With the significant demand for the transactions, sale leasebacks create an excellent opportunity to monetize assets and free up capital for growth, says Patrich Jett, senior vice president for Colliers International, a global investment management company.
Sale leasebacks are a transaction in which you sell your office or other real estate and enter into a long-term lease with the new owner. Based on how the deal is negotiated, there doesn't have to be any change in how the property is used or what the monthly payments will be during the lease term. If the property is sold, the lease transfers to the new owner.
Capital allocation roadblocks
The demand has come as U.S.-based real estate funds and REITs seek to allocate capital but with limited places to put it. There isn’t enough investment grade product to meet demand, Jett says. Adding to the pressure are time constraints imposed on companies when the capital is from limited partnerships facing time-sensitive IRR calculations.
Sale leaseback transactions can usually be completed in 45 to 60 days, depending on size and the scope of assets or the portfolio, while the leases often are 10 to 20 years.
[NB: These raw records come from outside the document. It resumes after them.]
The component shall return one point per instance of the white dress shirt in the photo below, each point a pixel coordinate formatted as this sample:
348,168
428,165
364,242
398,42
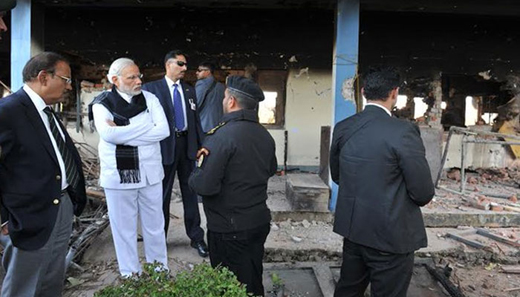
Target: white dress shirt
380,106
40,106
144,131
170,84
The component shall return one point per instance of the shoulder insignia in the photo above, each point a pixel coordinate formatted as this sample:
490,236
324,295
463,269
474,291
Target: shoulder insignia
212,131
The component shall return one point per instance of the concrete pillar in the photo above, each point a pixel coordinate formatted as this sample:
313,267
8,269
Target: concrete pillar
344,67
432,134
26,38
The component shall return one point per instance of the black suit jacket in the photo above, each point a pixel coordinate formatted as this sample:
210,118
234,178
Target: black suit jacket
195,135
379,164
30,176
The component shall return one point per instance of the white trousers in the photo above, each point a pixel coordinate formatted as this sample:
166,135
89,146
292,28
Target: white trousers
124,206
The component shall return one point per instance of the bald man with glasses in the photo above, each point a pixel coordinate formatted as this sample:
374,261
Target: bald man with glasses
41,180
179,150
210,93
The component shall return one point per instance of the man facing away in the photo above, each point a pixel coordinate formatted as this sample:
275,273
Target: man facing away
379,164
178,100
5,6
131,123
209,96
41,181
235,163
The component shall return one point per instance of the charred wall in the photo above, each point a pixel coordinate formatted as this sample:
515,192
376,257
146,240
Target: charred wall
425,45
232,37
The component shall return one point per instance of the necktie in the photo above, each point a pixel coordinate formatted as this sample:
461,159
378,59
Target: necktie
177,109
71,170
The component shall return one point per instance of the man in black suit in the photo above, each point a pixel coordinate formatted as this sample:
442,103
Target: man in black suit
379,164
180,149
41,181
5,6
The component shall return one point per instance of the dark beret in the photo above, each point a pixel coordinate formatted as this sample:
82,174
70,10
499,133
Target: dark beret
6,5
245,86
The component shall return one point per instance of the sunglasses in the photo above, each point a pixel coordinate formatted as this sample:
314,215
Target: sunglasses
181,63
67,80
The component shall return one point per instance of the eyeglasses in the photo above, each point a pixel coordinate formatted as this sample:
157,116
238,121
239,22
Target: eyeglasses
67,80
135,76
181,63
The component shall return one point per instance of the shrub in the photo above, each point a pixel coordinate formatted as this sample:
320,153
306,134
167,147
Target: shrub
154,281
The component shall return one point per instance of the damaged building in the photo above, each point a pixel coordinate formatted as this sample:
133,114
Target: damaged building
458,59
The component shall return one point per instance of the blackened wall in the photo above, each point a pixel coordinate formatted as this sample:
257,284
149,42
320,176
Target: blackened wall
233,37
427,44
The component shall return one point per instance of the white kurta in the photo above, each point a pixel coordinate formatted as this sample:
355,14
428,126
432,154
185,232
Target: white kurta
145,131
127,202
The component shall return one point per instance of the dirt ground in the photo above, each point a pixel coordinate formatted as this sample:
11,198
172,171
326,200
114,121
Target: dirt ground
477,273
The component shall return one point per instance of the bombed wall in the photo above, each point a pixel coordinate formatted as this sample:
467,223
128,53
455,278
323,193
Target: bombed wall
468,55
232,37
427,44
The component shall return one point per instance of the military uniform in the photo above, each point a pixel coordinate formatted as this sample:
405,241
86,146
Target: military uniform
232,179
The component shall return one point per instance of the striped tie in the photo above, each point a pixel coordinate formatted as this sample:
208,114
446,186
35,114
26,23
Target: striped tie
71,170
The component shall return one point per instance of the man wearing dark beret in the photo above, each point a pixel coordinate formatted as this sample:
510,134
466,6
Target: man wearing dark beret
5,6
235,163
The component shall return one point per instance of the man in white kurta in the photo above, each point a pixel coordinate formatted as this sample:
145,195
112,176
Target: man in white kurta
140,196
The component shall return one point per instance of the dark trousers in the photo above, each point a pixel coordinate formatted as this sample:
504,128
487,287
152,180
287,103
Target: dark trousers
389,274
242,253
183,166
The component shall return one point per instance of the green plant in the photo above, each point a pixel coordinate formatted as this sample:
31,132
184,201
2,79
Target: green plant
209,282
154,281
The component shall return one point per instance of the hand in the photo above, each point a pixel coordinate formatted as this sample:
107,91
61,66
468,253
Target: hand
5,231
202,151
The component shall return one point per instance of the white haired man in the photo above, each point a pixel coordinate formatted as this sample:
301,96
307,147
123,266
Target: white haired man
131,123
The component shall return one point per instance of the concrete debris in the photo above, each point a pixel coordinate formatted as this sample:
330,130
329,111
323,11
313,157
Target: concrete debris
513,269
485,74
296,239
302,72
454,174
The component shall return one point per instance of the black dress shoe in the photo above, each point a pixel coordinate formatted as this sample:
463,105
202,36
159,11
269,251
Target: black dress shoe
201,248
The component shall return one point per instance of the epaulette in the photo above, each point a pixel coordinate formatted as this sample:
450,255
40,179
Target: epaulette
212,131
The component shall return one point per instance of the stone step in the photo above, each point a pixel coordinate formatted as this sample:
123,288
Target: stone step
307,192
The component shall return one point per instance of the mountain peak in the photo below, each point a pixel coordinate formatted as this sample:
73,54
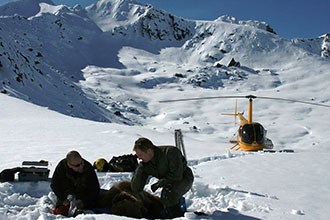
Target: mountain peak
24,8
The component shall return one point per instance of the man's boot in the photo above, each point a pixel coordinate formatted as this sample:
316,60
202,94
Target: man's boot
174,211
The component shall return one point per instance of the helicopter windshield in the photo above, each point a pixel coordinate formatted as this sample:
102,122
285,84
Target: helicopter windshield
252,132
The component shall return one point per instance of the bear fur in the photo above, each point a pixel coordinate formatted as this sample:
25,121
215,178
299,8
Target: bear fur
121,200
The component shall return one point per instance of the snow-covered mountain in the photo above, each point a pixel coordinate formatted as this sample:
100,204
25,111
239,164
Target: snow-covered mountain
47,51
116,59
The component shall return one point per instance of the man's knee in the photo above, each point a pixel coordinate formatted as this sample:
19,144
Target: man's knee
170,196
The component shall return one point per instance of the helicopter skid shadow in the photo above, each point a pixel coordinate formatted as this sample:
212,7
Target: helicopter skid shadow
231,214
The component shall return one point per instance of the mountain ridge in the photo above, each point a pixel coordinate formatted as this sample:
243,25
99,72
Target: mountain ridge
45,51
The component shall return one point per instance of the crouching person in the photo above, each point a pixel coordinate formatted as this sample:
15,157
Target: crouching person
75,178
168,165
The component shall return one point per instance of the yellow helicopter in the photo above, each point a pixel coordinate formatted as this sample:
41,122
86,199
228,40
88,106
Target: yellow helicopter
251,135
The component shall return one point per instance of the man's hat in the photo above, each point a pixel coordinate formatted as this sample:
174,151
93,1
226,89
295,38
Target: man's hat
143,143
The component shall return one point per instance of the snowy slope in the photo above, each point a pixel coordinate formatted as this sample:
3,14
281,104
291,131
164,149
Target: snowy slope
79,69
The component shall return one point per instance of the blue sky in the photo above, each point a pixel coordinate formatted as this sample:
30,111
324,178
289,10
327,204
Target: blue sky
289,18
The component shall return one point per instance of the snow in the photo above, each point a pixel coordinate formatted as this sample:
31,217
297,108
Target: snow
131,75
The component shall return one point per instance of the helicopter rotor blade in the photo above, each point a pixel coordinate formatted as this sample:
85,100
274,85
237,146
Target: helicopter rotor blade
293,100
248,96
201,98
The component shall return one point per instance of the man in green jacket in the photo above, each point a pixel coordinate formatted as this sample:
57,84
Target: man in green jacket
76,177
169,166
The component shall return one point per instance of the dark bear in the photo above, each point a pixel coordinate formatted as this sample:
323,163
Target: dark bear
121,200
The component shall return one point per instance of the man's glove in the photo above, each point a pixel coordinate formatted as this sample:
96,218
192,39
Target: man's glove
154,187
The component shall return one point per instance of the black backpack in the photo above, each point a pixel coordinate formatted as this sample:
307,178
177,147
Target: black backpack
8,175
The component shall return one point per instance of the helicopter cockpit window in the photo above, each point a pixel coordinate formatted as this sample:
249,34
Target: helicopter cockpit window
252,132
259,132
247,133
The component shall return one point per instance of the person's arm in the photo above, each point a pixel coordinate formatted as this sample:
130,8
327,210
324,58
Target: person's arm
57,178
93,188
139,179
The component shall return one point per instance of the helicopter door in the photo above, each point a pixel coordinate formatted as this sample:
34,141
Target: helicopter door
250,133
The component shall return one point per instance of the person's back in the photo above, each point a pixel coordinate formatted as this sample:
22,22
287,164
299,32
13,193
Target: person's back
75,176
168,165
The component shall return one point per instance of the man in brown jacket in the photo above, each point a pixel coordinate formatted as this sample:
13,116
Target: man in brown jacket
75,176
170,167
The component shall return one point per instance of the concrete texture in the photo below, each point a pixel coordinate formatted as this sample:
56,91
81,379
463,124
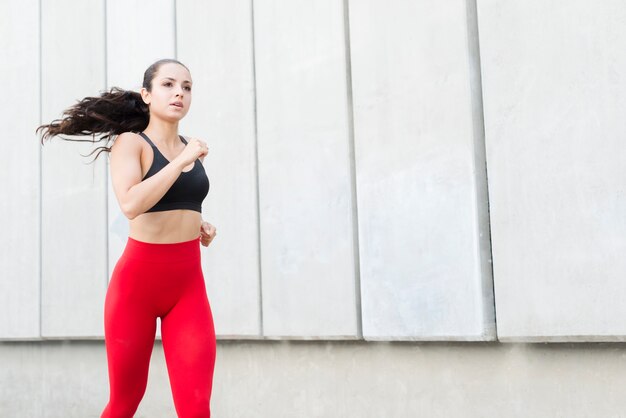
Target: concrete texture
421,180
270,379
554,101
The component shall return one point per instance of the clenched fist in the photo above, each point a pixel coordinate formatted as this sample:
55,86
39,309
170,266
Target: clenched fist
207,233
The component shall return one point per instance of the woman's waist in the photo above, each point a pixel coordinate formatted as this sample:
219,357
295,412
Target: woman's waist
173,226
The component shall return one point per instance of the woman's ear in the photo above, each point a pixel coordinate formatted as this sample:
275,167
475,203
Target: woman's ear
145,95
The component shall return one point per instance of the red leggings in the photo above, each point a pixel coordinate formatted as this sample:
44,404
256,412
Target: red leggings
166,281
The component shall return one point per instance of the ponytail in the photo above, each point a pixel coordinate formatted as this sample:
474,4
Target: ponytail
112,113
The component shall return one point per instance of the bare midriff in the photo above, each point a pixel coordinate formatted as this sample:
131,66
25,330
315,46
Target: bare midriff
170,226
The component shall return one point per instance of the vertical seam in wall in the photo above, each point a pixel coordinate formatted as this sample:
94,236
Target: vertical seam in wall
106,161
480,152
40,178
352,157
256,176
175,32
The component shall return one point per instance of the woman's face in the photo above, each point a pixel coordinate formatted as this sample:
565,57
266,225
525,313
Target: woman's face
170,97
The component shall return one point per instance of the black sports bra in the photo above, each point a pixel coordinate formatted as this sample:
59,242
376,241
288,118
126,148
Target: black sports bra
189,189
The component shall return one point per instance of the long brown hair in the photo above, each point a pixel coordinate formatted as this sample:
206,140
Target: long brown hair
113,112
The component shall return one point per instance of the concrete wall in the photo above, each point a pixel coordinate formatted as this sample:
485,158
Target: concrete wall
382,172
332,379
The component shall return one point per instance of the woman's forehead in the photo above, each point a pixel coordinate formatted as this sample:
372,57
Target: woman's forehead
175,72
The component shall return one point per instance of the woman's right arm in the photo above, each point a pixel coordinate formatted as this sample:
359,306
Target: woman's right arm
133,195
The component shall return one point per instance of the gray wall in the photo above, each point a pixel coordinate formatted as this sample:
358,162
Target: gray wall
386,172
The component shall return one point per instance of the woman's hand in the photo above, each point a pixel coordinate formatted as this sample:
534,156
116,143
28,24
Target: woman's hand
207,233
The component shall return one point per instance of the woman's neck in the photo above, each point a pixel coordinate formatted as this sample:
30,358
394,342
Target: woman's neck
164,132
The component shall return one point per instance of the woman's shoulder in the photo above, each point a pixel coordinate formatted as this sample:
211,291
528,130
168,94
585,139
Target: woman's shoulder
129,140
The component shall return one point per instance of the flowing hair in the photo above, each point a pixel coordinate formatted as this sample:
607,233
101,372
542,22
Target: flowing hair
112,113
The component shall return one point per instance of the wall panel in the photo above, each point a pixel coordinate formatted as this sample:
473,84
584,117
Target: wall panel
214,39
305,186
423,222
74,264
20,170
554,109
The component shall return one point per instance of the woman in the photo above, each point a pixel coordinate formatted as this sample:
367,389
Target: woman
160,183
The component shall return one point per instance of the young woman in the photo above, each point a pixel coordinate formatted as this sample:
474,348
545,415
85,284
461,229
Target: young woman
160,183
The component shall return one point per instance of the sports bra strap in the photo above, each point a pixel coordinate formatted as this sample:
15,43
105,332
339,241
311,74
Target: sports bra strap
144,136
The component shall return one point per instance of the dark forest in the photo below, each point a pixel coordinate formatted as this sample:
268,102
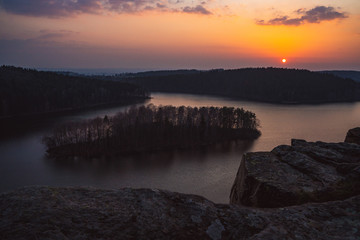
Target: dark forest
152,128
257,84
26,91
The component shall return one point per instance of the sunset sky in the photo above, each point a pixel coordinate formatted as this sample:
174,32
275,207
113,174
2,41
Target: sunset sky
173,34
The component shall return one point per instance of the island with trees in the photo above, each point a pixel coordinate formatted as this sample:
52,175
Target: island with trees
274,85
149,128
27,91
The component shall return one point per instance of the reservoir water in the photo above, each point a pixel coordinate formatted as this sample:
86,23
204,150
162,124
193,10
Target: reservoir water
209,172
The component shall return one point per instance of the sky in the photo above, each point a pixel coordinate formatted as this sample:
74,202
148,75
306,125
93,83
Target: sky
179,34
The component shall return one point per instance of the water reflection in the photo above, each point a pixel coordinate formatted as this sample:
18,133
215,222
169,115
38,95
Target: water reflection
209,171
156,160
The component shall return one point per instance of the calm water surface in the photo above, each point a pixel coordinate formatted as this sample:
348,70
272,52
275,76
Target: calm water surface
209,172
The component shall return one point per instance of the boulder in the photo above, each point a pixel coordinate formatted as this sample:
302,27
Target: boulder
300,173
353,136
82,213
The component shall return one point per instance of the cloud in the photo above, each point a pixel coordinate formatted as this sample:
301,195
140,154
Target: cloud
53,8
66,8
198,9
315,15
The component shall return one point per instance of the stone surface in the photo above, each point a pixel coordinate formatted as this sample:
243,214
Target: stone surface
300,173
353,136
80,213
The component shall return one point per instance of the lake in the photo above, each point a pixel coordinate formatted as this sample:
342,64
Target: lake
209,172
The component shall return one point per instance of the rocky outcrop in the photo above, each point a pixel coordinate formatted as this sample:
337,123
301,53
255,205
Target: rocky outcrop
79,213
300,173
353,136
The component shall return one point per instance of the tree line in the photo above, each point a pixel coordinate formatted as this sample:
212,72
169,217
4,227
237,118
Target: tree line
259,84
27,91
152,128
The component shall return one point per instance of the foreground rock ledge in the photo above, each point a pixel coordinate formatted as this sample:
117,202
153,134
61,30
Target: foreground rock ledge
300,173
80,213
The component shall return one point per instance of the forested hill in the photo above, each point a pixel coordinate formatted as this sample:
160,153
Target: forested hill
258,84
25,91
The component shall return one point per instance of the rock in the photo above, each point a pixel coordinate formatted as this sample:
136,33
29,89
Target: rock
353,136
80,213
300,173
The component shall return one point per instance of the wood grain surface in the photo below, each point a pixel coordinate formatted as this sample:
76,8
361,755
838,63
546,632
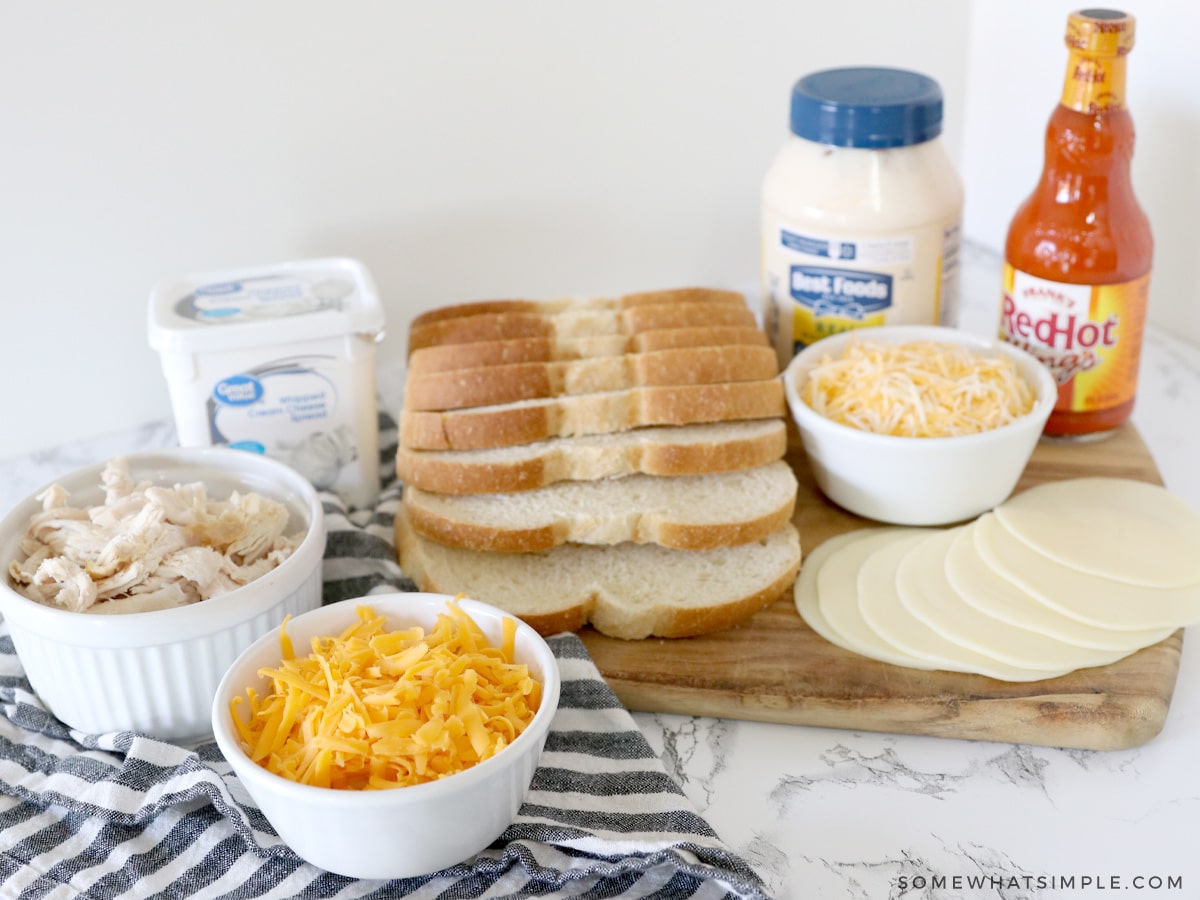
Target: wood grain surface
775,669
B+E Net Lease, a specialist in the area, has seen inbound interest in the transaction increase 20% since the fourth quarter of 2020, with most of those transactions expected to close in the second and third quarters of 2022, the company says.
In the market today, companies are using the tool to generate cash to acquire other companies or help position them to go public, says Jett. Private equity firms are also very active in the space, buying on EBITDA multiples.
The attractiveness of sale leasebacks is being spurred in part because capitalization rates are at historic lows. Some U.S. industrial markets are trending towards sub 3%, with most at sub 5%, says Jett.
Spec warehouses are particularly enticing assets, the expert points out, because while there are more facilities being built than ever, there is still not enough product to meet demand, even with the supply chain crisis.
One complexity to take into consideration when completing a sale leaseback is the new accounting regulations, which require lease liabilities that were previously reported on as operating expenses to be reported on balance sheets in the same way as capital leases. Capital leases are now rebranded as finance leases.
Interest rate environment
The window for optimizing the benefits of sale leasebacks could be closing as interest rates rise, says Jahn Brodwin, a senior managing director at FTI Consulting.
Values are based on cash flow and if interest rates rise, that reduces the cash flow available to the equity, he says.
Still, as long as cash is king, the mechanism can be a cost efficient way to raise cash and unlock equity.
“When the market is strong and the property’s value is high relative to its cash flow, this strategy allows the owner of the real estate to generate income and liquid capital — for other investments, to provide shareholder distributions, buy back stock or for other corporate business needs,” he says.
He added a sale leaseback is also advantageous because it improves the company’s balance sheet to the extent that the value of the property exceeds its book basis (typically, the property’s historical cost less depreciation taken over the years).
Higher rates of return
One of the opportunities, says commercial real estate advisors The Voitworks Group, is the way sale leasebacks can generate better returns than taking on debt.
“Because a sale-leaseback is not considered a loan, state usury laws do not apply,” the company says. “A buyer in a sale-leaseback can earn a higher rate of return on its investment than if it had made a conventional mortgage loan to the property owner.”
Overall, the firm lauds sale leasebacks for allowing a company to redeploy funds into core business activities and achieve a better rate of return.
The firm added they can also be advantageous since from a seller’s perspective, lease rate trends typically lag behind sales price trends, so factoring in favorable occupancy costs while maximizing value can provide negotiating leverage.